The aforementioned are some of the accusations and actions against the Chinese initiative and businesses.
One vital thing which the BRI and, by extension, the Chinese system thus lacks is legitimacy, which makes this massive infrastructure undertaking set for imploding not just from a financial perspective but also politically.
China’s Communist party and the leaders at the helm should take stock of the fact that while their political business model expansion through BRI and massive Foreign Direct Investments in Europe, Africa, and Asia might be beneficial, they will always be viewed with suspicion.

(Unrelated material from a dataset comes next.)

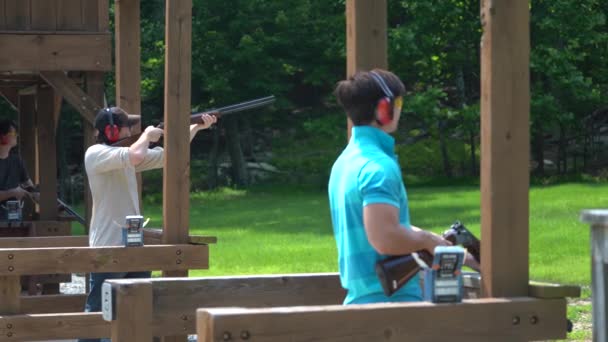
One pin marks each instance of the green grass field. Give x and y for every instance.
(288, 230)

BRI cannot sustain in its current form, until the projects under the initiative start emphasising on sustainability and accountability which guarantees legitimacy in a liberal world order. Chinese FDI, BRI, economic growth, the recent anti-corruption drive by President Xi, amongst other foreign and domestic initiatives and advancements seems to show that the Chinese political business model heavily depends on efficiency as the sole factor for its ‘legitimacy’.
Meanwhile, 2019 will be a crucial year for China as the suspicions against their tech companies, initiatives, and domestic policies, if proven true, will only put the economy of the dragon under greater pressure.